There are two basic sleights of hand underlying this series of photographs by Dawoud Bey: one, that the landscape might have appeared like this to one fleeing a former master by way of the Underground Railroad in the well of night. I think of how I negotiate my own living space in the dark trying to find my way through the kitchen to the bathroom, and though this space is my own, I still sometimes get it painfully wrong. The second trick is that these are not really images of the territory that was traversed by escaping slaves. It’s an approximation made by Bey who wants to evoke that clandestine, dangerous, almost mystical journey undertaken by US slaves who were using the hooded cape of night to steal back their selves from someone who had no right to claim ownership of that self in the first place. This is all imagined. But the act of escaping one’s enslavement is also an act of imagination — to envision what it might be like to not live in fear, to presuppose having one’s will have meaning in the world.

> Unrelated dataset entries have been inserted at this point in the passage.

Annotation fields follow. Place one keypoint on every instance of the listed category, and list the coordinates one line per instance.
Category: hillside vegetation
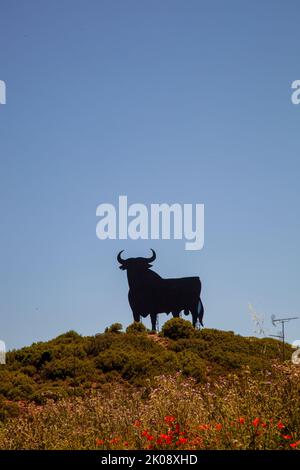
(72, 364)
(181, 389)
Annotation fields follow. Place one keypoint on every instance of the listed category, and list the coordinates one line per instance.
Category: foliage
(136, 327)
(177, 328)
(71, 365)
(231, 413)
(114, 328)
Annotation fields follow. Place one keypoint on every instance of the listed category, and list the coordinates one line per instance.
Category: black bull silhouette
(150, 294)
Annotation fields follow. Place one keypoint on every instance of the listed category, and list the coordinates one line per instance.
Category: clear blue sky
(163, 101)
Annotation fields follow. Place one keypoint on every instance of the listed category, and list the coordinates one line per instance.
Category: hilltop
(72, 364)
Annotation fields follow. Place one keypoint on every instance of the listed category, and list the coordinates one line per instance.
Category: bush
(114, 328)
(136, 328)
(177, 328)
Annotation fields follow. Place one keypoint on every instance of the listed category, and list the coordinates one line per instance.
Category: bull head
(136, 263)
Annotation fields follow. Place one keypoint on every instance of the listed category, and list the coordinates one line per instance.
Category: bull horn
(152, 258)
(120, 260)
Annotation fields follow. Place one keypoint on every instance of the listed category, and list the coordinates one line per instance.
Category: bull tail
(200, 311)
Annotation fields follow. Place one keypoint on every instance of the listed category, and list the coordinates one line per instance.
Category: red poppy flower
(169, 419)
(181, 440)
(203, 427)
(295, 444)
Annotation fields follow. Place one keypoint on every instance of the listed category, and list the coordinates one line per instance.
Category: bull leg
(136, 316)
(201, 312)
(194, 312)
(153, 321)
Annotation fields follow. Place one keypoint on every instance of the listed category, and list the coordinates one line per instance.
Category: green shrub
(177, 328)
(114, 328)
(136, 328)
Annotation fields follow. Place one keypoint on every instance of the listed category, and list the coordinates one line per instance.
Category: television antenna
(281, 335)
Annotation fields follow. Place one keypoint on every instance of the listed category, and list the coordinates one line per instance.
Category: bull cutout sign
(150, 294)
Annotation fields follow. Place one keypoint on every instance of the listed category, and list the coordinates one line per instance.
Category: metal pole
(283, 345)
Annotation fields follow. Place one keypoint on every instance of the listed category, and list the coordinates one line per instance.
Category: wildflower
(181, 440)
(203, 427)
(99, 442)
(169, 419)
(114, 440)
(295, 444)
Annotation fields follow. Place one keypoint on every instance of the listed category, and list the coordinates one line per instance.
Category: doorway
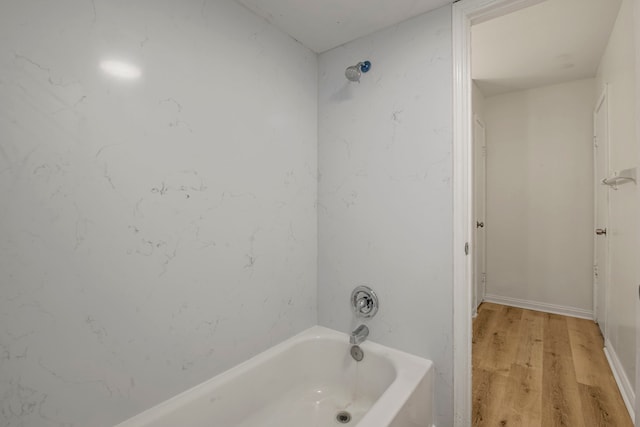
(465, 14)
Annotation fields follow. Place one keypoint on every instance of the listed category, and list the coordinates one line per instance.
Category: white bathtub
(306, 381)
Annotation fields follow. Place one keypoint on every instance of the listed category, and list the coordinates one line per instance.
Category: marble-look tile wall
(155, 228)
(385, 197)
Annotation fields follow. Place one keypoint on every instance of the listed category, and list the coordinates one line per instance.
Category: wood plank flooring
(534, 369)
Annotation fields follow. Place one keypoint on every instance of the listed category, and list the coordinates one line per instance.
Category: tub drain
(343, 417)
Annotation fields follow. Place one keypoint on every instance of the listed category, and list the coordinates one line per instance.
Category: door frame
(602, 99)
(479, 285)
(464, 14)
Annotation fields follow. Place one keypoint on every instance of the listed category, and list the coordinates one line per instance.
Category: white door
(479, 202)
(601, 217)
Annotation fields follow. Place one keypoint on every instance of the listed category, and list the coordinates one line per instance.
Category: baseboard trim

Bey’s invented images of that passage, expressed in huge, engulfing, exquisitely made black-and-white prints for the exhibition Night Coming Tenderly, Black mean to alter the ways the viewer might think about the night. Most viewers will likely know the night — how it conceals acts of appalling violence, provides a space to work out carnal desire, is the means for escape. Bey makes it apparent that the night is all these things in one: a membrane a person might run, walk, or crawl through, to get to some other side.
One can read this journey as a narrative. Outside the exhibition proper there is a wall with several other artists in the Art Institute’s collection that Bey has gathered to give his own work scope and context, and perhaps a sense of story. I recognize that some of these images might represent the before: images of a slave’s back, gnarled and branched with scar tissue used in the work of Carrie Mae Weems. And there are several that might constitute the after: There is a photograph of Frederick Douglass, a man who became a public intellectual and world traveler and came to exemplify the promise of all Black people who escaped bondage. There is an image by Danny Lyon of another civil rights warrior, John Lewis, kneeling and praying in protest at a segregated pool in Cairo, Illinois. It occurs to me that an image of a Black man peering out of a partially lifted up manhole cover (which has been used for the cover of Ralph Ellison’s Invisible Man) can signify Black people who are emancipated legally, but still marginalized socially. There is also an image of a lynched body hanging from a tree. That too, occurred with barbaric frequency after Black people won their liberation. Finally, there is an image of three figures on a bucolic road the winds into the distance through a middle-class housing subdivision, manicured and serene. That too is what Black folks have hoped for and worked toward as we pick our way through various kinds of night.
The subtle supposition of Night Coming Tenderly is also that the night won’t go on forever, that the runaway slave will reach the dawn in a new place. Night will come to an end. Then the work of reinventing the self will begin again, having had its start in thoughts of the dawn one has to believe would come. Dawoud Bey, born David Edward Smikle, knows this intimately. What gives us a new day — if these days come at all — is the real, felt potential of finding what exists in ourselves to do and be, and having the opportunity to make that self known in the world.